Object Database (ODBMS) for Python

Fri Aug 29 16:24:39 EDT 2003

"Paul D. Fernhout" <pdfernhout at kurtz-fernhout.com> writes:

> Patrick K. O'Brien wrote:
> > Let me start by saying I'd love to cooperate, even if I am
> > competitive by nature.  ;-)
> 
> Nothing like a good controversy to get people paying attention. :-)

And never let the facts get in the way of a good story.  ;-)

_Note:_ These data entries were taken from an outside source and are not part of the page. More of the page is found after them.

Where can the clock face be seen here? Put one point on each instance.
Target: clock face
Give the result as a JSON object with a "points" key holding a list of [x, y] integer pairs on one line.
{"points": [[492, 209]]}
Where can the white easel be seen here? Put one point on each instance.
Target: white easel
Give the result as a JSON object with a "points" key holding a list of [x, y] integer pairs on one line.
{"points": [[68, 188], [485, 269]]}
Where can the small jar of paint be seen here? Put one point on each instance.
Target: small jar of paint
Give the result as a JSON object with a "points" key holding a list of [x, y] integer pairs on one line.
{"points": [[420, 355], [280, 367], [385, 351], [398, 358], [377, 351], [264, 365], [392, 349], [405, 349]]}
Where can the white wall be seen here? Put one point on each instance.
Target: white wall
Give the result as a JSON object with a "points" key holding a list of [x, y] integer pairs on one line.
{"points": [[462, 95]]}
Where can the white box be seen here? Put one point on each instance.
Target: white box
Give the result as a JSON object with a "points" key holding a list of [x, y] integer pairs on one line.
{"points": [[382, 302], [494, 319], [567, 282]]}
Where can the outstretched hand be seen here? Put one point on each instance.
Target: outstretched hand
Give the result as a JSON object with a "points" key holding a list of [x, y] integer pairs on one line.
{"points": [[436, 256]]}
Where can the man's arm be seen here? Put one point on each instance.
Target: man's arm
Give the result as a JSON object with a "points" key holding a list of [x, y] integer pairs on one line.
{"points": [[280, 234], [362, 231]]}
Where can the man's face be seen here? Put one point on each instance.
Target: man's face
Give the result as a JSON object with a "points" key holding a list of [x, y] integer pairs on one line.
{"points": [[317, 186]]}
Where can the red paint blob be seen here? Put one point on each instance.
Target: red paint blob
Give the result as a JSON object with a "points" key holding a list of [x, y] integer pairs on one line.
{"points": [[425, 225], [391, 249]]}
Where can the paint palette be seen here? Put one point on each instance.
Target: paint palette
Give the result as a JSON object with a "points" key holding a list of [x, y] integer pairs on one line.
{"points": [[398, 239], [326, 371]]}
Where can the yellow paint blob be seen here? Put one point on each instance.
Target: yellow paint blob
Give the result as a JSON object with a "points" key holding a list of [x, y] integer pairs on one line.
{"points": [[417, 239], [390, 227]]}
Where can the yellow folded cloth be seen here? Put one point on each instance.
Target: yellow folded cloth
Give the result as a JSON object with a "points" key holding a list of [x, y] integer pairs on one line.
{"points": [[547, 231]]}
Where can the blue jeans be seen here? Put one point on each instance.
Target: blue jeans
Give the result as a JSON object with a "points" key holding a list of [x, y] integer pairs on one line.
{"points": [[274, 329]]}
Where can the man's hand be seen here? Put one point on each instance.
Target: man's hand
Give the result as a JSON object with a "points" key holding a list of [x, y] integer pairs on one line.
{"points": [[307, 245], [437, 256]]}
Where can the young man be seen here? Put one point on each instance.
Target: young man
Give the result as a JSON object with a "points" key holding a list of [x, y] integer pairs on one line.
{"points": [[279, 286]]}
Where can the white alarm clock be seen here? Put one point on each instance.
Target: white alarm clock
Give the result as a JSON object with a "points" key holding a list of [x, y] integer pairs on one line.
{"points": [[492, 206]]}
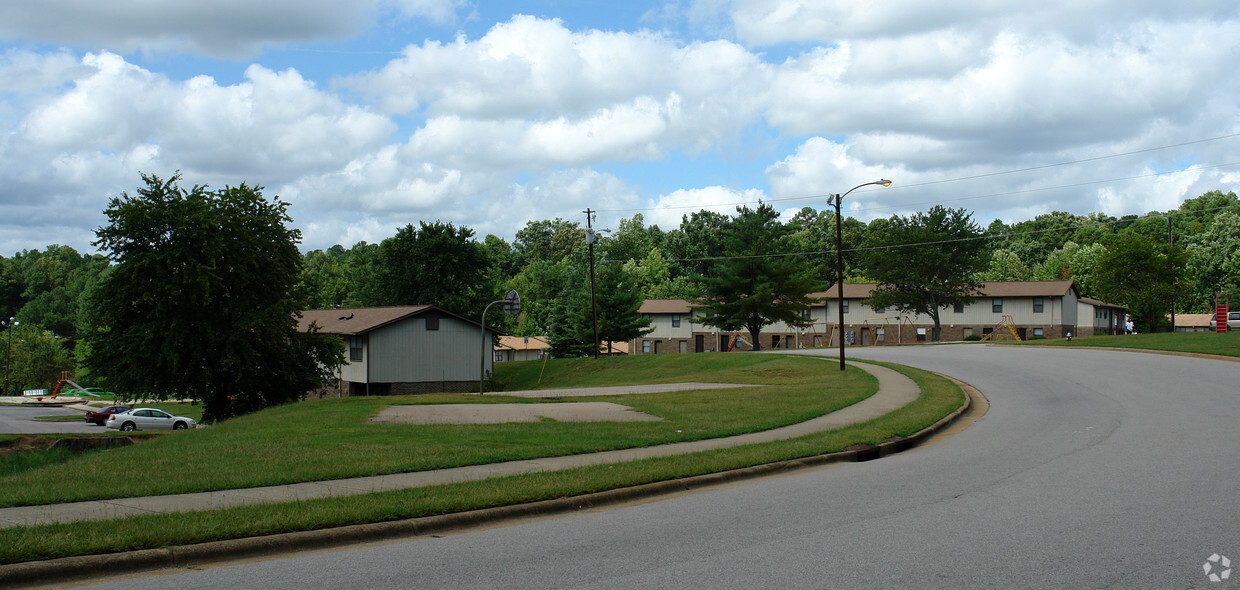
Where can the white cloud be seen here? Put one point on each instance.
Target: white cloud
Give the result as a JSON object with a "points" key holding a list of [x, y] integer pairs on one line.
{"points": [[230, 29], [668, 210], [532, 119]]}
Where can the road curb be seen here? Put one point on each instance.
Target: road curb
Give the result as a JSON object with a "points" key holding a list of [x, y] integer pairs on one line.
{"points": [[86, 567]]}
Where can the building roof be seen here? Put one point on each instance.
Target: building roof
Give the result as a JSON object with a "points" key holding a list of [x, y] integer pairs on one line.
{"points": [[1194, 320], [352, 321], [992, 289], [522, 343], [666, 306]]}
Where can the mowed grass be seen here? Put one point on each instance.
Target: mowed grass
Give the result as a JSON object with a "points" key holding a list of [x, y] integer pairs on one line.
{"points": [[939, 397], [332, 439], [1192, 342]]}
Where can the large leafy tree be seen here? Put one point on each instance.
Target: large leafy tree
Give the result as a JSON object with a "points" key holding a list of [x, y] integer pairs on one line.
{"points": [[1143, 274], [434, 264], [1214, 260], [754, 284], [37, 358], [201, 303], [618, 298], [925, 262]]}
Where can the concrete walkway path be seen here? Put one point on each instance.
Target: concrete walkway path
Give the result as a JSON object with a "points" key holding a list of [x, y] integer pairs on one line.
{"points": [[894, 392]]}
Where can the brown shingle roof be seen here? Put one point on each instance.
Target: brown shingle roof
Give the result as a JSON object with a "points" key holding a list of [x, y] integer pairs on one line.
{"points": [[665, 306], [993, 289], [352, 321], [522, 342]]}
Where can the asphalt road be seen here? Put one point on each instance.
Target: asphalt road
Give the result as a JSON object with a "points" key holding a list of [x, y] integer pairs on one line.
{"points": [[1093, 469], [19, 419]]}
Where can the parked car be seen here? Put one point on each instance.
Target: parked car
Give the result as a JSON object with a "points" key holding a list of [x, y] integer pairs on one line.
{"points": [[101, 415], [149, 419]]}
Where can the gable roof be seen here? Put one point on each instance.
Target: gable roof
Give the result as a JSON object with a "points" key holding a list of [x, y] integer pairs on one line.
{"points": [[1100, 304], [352, 321], [666, 306], [522, 342], [991, 289]]}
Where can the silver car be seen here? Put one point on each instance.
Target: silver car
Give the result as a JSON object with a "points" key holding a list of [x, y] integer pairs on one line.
{"points": [[149, 419]]}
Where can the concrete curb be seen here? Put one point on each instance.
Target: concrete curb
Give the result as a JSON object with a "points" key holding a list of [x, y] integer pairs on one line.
{"points": [[87, 567]]}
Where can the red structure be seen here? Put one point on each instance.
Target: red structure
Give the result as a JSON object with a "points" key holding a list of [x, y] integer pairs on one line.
{"points": [[1220, 311]]}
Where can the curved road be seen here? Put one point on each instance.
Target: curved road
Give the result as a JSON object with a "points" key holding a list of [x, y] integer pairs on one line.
{"points": [[1093, 469]]}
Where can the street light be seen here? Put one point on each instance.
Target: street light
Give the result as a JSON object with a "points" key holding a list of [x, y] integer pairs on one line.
{"points": [[837, 200], [1169, 243], [8, 358]]}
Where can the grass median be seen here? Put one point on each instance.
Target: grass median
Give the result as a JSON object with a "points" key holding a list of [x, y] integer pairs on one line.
{"points": [[939, 397]]}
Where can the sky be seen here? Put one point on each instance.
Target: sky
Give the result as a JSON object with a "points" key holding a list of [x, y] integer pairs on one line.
{"points": [[372, 114]]}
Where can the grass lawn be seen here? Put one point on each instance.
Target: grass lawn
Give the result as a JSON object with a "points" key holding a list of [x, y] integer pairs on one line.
{"points": [[1200, 342], [939, 397], [332, 439]]}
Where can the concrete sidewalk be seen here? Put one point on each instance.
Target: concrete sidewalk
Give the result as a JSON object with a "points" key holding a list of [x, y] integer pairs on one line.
{"points": [[894, 392]]}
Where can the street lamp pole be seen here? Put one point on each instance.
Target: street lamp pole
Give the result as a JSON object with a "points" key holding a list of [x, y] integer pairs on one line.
{"points": [[8, 358], [1169, 243], [837, 200]]}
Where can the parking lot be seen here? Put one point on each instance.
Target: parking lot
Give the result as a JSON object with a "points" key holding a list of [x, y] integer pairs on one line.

> > This API looks rather verbose to me.  I think mine would look like:
> >>>> t = tx.Create('User', name='Sir Galahad') user = db.execute(t)
> 
> I think your notion of transactions is growing on me. :-) I can see how
> you can generalize this to construct a transaction in a view of a
> database, querying on DB + T1 + T2 etc. while they are uncommitted and
> then commit them all (perhaps resolving multiuser multitransaction
> issues on commits). Kind of neat concept, I'll have to consider for some
> version of the Pointrel System.
> 
> I think it is the special syntax of:
>   tx.Update(u1, name='Joe')
> or:
>   tx.Create('User', name='Sir Galahad')
> which I am recoiling some from.
> 
> I think part of this comes from thinking as a transaction as something
> that encloses other changes, as opposed to something which is changed.
> Thus my discomfort at requesting services from a transaction other than
> commit or abandon. I'm not saying maybe I couldn't grow to love
> tx.Update(), just that it seems awkward at first compared to what I am
> used to, as well compared to making operations on a database itself
> after having told the database to begin a transaction.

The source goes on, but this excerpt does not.